The complaint also alleges that Traders Global actively minimizes the likelihood that customers trade profitably by using pretexts to terminate customer accounts, misleadingly assessing commissions that reduce customer account equity, secretly using specialized software to cause customer orders to be executed at worse prices than appeared to the customer at the time an order was sent, and handicapping the extremely small number of successful customers to decrease customer profits and increase customer losses."
The payout policies are a dead giveaway. You trade, but you don't get paid until they feel like paying you. In the meantime, they're working on finding every excuse not to pay you.
There's only a few companies that actually pay out without any bs - Earn2Trade pays when you earn. I think OneUpTrader does as well. Most of them are just like My Forex Funds - a fee scam.
I agree - but let's not forget that even the regulators' complaint specifies that out of that $310 Mil, they paid out $173 Mil in profits to their traders (not something any spot forex/CFD broker has ever had to do!), and that they employed a huge number of people, had plenty of expenses, etc.
Please don't imagine that I'm trying to "defend" them (far from it!!), but at the same time let's remember that the case hasn't even been heard yet: all that's happened so far is a temporary account-freezing order, pending a court hearing.
But the Fx market is indeed, as you rightly say, very much the Wild West.
My sentiments exactly, although I've often received some heat whenever I bring up these concerns.
I also think there's a bit of misleading marketing (not legal in Norway) here as they will boast about giving you a $150K account when in reality what you're given is say a $5K account (your maximum loss).
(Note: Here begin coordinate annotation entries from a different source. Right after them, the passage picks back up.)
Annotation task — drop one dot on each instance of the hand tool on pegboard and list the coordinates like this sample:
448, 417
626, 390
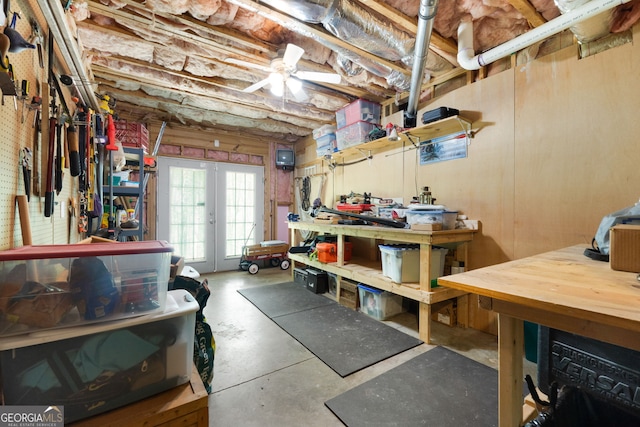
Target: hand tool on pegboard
59, 162
53, 121
83, 119
36, 39
26, 157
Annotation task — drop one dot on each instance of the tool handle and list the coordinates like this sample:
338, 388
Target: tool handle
48, 195
74, 147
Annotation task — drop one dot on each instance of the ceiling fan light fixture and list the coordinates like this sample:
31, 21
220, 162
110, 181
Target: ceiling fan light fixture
277, 84
294, 84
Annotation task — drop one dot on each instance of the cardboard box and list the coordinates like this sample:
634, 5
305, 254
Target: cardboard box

And with the vast majority of firms like Apex which keeps you on the simulator even after you're funded you're not even given an account. It's basically a bucket shop. Nothing else. How can it be when your orders never hit the market?
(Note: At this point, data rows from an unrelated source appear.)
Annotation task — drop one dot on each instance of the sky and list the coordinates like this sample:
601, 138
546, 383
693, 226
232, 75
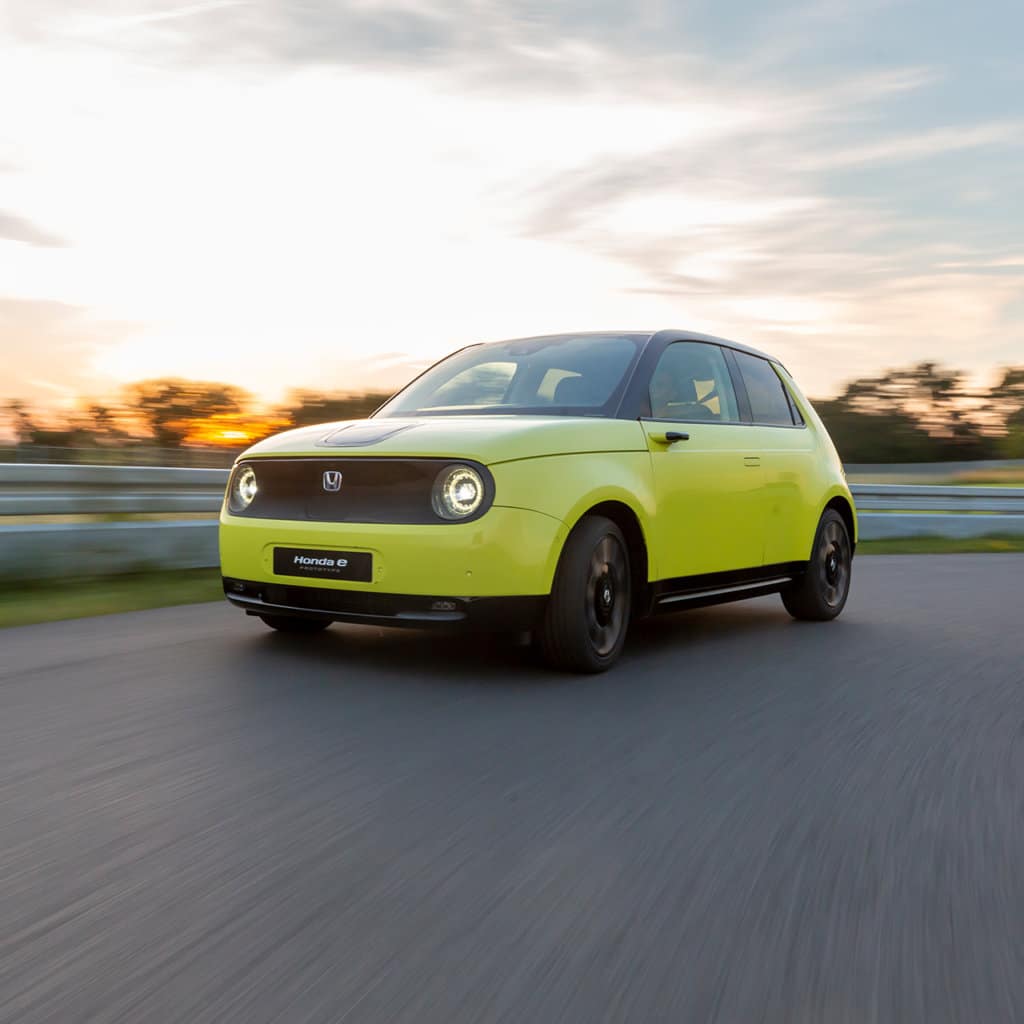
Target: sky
331, 195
I'm not surprised if we'll see similar smackdowns on these other firms as well.
For anyone considering these firms, I would stay with E2T or Topstep where you're actually given a real account when funded and there's no restrictions on when you can take a payout. A no brainer in my book.
Let me however add that my intention with this thread wasn't necessarily a debate on these firms, but how much these firms were actually collecting in fees. I had never imagined it would be this much just with one single firm.
Adding together all the other firms it must be a huge, huge sum of money.
Yes, the size of the account is meaningless. It's the maximum loss and draw down allowable which is the real size. If your max loss is $3000, then you're trading a $3000 account. That would mean trading 1 contract (I personally calculate 3:1). They allow you to trade up to 12-14 contracts which is really digging your own grave and then letting you jump in.